At Pleasant Acres, all cars and buses enter the grounds from Short Street. Cars proceed to the north side of the building, and buses to the south. Walkers from the north use Harper Drive, where there is a pedestrian lane. A cut-through sidewalk is located between two houses to reach the school. From the south there is a sidewalk located along a farm field, which RPC recommended widening from 4 feet to 8 feet and extending it to Veterans Parkway. Lewis said there is a lack of sidewalks in the area. The study recommended adding a crossing guard at the Perimeter Road/Fairway Drive intersection.
Potential park and walk sites for Pleasant Acres are Cultivators Latino Center and New Light Baptist Church.
Other recommendations: distribute bike education pamphlets and a parent letter yearly concerning traffic safety rules; distribute safe-walking route maps and traffic circulation maps; establish a bike education curriculum and host a bike rodeo at the schools. Also, hold school walkathons and bike-to-school day in May and October and have a walk-to-school day. A medium-priority recommendation was to have a frequent-walker club that allows students to participate even if they don’t live close to school. A punch-card system or foot-token system could be used. The school could partner with local businesses, and prizes awarded to students who reach goals.
The study recommends early dismissal for walkers and bicyclists; encourages snow removal so pedestrians can more easily get to school. One idea to promote walking or biking to school is to have “walking school buses” or “bike trains.” The idea would be to develop a route with a number of students participating, led by an adult or a responsible high school student.
Lewis said the Illinois Department of Transportation is expected to take Safe Routes to School grant applications in the fall. RCS would stand a greater chance of grant approval if it has approved its Safe Routes to School plans by then.
In other business, Superintendent Michelle Ramage announced RCS had received a United Way grant of $140,000 over a two-year period for the Boys and Girls Club after-school program at Pleasant Acres. RCS had requested additional funding to also include the program at another school but was not awarded the money.
A $500 Champaign County Audubon Society grant was awarded to Rianne Delgadillo, behavioral manager at Broadmeadow, for a community garden.

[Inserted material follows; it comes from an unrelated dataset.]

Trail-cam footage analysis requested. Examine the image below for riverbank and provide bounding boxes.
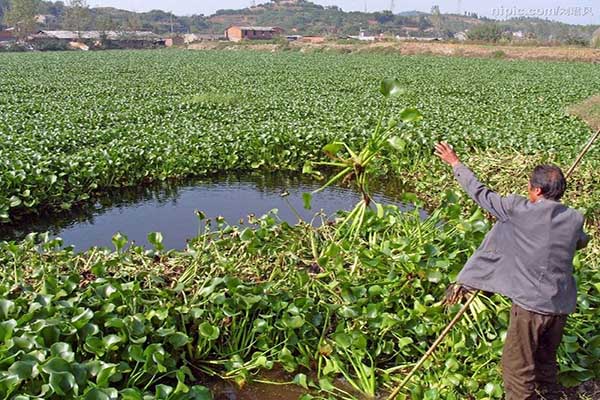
[187,42,600,63]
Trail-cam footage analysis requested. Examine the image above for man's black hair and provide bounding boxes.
[529,165,567,201]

A $4,000 Fuel Up to Play 60 grant was awarded to Pleasant Acres for physical education activities, including an iMove Club at recess, Farm to Table activities, promotion of healthy activities and money for incentives and events.
The board also heard a presentation by J.W. Eater Principal Dr. Scott Woods and teacher Carissa Culbertson on the 2020-21 professional evaluation plan.
The board approved increasing the pay of the behavioral coach by 60 cents an hour so the pay level takes into account a master’s degree.
The board approved a memorandum of understanding on how stipends are paid for extracurricular sports and clubs in the event they can’t be held for such things as a pandemic. Pay will be pro-rated.
The board added the position of technology support technician. The salary for the first year will be paid from a CARES grant.
Ramage reminded the board a Carle RV mobile and eight-exam room unit will be available from 10 a.m. to 4 p.m. July 31 at J.W. Eater.